Pankaj Anand, of the humanitarian group Oxfam in India, described Amphan as “a crisis on top of a crisis.”
“Many of the cyclone evacuation shelters are already getting used as coronavirus quarantine centres or housing migrants who have returned to their coastal communities due to lockdown. People are worried there won’t be enough space within the shelters which they could catch coronavirus in them.”
Moving to higher ground
Neighbouring Bangladesh, where the cyclone posed a devastating threat along a low-lying, marshy coast, was shifting many thousands of individuals to higher ground.

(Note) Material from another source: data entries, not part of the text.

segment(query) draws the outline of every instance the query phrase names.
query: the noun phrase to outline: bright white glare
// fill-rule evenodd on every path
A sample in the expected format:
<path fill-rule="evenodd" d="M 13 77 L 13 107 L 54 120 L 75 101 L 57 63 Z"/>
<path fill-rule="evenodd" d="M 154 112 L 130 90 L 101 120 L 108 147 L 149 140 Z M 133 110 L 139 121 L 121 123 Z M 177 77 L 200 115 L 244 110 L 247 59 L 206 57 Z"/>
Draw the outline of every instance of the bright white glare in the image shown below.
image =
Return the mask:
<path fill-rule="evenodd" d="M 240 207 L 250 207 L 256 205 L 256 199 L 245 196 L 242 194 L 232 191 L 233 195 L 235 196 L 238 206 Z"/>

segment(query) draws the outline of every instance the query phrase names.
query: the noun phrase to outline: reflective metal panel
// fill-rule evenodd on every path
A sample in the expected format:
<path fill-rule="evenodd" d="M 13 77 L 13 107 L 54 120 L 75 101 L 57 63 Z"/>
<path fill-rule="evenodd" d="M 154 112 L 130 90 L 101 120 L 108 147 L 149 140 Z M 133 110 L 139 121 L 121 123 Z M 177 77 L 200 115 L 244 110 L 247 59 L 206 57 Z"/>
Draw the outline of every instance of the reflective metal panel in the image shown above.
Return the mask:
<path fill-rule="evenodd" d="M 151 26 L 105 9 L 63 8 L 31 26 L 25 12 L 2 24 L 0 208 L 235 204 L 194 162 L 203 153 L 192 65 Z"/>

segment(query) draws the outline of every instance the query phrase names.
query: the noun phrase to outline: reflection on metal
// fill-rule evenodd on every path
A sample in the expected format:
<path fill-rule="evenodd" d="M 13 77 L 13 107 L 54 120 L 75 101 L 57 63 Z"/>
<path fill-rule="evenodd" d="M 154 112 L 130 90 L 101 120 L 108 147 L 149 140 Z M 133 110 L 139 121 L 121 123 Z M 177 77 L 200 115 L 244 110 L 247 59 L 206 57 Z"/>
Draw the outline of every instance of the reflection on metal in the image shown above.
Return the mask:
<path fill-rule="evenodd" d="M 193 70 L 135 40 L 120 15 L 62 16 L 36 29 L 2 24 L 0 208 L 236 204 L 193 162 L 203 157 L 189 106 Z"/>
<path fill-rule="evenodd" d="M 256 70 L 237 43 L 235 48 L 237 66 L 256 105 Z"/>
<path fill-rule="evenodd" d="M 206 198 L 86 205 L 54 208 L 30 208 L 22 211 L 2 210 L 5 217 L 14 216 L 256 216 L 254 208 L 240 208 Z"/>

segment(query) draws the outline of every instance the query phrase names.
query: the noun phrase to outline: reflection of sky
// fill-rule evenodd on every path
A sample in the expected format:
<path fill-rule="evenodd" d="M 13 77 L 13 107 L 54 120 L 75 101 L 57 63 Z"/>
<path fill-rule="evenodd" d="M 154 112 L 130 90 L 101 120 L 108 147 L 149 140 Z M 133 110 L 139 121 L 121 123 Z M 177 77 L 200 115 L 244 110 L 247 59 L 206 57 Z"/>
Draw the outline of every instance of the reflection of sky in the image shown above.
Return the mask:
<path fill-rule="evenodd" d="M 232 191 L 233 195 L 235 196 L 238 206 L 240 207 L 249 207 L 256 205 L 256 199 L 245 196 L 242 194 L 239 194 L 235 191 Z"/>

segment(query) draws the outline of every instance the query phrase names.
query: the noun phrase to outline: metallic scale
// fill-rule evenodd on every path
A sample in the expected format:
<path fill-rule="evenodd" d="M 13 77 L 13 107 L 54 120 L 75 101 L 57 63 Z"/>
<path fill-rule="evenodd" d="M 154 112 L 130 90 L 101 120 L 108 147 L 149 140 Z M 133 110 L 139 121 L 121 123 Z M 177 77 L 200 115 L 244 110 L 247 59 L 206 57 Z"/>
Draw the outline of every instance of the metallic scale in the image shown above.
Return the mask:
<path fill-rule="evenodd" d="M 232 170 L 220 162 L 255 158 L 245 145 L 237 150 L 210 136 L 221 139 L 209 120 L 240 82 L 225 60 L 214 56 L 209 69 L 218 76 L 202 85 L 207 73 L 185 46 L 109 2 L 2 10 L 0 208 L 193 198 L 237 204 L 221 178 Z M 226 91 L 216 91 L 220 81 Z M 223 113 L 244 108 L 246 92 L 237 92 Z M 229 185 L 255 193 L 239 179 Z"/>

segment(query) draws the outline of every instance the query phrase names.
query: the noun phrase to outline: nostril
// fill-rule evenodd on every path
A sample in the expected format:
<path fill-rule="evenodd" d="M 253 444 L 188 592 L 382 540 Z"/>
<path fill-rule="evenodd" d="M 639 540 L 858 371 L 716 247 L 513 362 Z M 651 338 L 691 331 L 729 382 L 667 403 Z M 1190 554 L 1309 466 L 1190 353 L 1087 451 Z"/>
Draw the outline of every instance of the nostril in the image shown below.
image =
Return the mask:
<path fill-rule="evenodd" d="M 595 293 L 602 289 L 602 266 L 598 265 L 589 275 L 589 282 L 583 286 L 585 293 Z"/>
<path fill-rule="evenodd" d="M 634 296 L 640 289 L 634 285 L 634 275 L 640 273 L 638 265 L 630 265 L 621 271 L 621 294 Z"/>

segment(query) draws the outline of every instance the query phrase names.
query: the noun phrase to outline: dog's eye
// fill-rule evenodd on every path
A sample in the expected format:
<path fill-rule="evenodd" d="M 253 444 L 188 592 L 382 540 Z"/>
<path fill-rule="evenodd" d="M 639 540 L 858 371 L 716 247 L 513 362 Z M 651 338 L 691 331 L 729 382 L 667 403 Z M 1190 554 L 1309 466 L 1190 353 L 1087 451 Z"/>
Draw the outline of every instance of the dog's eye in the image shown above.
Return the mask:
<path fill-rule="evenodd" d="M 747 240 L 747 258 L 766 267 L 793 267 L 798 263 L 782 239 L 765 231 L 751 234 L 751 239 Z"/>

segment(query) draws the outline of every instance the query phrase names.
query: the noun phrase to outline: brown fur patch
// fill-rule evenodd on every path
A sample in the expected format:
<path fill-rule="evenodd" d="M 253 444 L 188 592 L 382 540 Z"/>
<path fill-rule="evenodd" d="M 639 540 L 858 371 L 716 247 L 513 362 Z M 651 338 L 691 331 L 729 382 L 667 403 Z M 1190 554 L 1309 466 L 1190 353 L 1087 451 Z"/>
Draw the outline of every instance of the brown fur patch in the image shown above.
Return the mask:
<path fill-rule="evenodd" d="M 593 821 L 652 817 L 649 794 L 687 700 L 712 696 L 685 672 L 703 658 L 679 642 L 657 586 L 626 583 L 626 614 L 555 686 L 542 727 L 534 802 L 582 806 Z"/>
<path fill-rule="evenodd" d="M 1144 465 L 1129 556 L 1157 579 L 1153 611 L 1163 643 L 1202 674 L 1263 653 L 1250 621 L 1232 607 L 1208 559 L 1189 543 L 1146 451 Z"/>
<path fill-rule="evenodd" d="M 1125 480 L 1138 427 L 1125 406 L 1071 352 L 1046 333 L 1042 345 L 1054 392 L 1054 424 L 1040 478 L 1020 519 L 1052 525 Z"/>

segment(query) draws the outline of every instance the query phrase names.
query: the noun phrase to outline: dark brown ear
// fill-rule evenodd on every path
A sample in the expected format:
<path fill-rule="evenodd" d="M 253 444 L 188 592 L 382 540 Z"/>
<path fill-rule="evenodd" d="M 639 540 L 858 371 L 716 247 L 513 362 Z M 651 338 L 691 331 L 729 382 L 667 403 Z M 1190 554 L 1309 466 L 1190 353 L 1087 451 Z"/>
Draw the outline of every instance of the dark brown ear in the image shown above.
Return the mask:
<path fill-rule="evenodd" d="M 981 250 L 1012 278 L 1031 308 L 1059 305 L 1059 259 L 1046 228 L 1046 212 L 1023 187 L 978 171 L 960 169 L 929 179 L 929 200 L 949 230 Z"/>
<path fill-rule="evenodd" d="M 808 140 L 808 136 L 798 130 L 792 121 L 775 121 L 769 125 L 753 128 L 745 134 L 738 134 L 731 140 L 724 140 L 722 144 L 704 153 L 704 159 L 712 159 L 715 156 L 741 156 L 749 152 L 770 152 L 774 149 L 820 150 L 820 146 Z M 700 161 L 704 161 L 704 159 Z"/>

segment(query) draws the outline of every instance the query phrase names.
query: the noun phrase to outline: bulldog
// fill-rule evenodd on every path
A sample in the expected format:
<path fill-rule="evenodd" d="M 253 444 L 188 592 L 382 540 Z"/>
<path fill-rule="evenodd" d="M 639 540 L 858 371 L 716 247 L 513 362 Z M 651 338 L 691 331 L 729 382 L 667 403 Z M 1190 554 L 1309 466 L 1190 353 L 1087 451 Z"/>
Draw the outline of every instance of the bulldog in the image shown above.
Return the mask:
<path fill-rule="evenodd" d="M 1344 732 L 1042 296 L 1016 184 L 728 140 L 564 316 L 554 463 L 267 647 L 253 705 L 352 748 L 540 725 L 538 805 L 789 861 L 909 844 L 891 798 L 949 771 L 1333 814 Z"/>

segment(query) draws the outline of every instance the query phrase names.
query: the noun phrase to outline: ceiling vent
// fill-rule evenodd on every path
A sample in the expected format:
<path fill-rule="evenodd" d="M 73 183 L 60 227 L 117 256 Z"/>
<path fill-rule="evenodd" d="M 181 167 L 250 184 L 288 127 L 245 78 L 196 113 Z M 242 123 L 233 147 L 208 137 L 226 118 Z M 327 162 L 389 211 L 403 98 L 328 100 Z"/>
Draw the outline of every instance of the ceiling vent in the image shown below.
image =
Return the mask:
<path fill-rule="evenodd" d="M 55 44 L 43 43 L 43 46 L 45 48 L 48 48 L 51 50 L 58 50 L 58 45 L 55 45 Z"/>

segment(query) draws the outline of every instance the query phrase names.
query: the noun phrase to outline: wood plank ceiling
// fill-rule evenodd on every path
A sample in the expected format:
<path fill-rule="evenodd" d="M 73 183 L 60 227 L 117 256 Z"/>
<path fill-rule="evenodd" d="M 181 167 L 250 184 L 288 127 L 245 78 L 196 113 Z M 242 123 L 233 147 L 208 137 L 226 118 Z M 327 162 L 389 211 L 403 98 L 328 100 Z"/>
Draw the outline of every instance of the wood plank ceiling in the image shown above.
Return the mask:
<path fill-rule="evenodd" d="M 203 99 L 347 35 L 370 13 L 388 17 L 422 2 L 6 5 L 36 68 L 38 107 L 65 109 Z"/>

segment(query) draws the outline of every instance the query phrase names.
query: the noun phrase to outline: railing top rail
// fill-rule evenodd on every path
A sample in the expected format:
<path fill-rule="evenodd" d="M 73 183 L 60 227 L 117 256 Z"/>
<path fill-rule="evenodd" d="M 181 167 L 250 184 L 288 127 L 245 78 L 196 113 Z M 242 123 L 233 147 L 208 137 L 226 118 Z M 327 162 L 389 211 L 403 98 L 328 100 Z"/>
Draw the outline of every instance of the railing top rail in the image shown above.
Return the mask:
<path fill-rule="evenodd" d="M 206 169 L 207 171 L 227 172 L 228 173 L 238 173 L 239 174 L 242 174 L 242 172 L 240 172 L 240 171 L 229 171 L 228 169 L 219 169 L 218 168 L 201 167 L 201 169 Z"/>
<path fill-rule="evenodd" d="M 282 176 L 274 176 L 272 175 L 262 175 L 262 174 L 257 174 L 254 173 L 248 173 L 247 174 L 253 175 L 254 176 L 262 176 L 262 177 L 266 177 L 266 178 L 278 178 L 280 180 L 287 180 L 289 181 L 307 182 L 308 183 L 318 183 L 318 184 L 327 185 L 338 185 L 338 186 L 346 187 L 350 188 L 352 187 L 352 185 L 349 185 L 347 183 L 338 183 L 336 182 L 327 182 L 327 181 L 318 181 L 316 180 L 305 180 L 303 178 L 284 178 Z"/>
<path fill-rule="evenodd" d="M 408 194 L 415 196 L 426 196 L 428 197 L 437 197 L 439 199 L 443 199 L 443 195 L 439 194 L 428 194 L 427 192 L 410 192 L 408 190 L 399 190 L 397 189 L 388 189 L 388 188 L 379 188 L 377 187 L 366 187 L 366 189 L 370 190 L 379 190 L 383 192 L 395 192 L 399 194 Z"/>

There are fears that up 1.4 million people could also be displaced thanks to the cyclone and 600,000 homes might be destroyed, consistent with Oxfam.Bangladeshi authorities were also urging use of masks against the virus, which has caused 20,995 infections and 314 deaths.
“We have taken necessary steps in order that people can maintain distance and wear masks,” said Enamur Rahman, the junior minister for disaster management. He said 12,000 cyclone shelters were found out to accommodate quite five million people.
Bangladeshi officials said the cyclone could depart tidal waves and heavy rainfall, unleashing floods.
It was expected to hit land between the districts of Chittagong and Khulna, just 150 km (93 miles) from refugee camps housing quite 1,000,000 Rohingya in flimsy shelters.Aid workers have stockpiled emergency items like food, tarpaulins and water purification tablets.
“We are really very worried,” said Haiko Magtrayo, a worker of the International Committee of the Red Cross based within the nearby town of Cox’s Bazar.Hundreds more Rohingya, rescued from boats adrift within the Bay of Bengal, live on the flood-prone island of Bhasan Char.
“It is already a huge challenge to contain the spread of coronavirus amongst the Rohingya refugees living in overcrowded camps, sharing water and toilet facilities. Cyclone Amphan is also a major threat to the millions of vulnerable Bangladeshis living in low-lying flood-prone coastal areas,” Dipankar Datta, country director of Oxfam in Bangladesh said in a statement.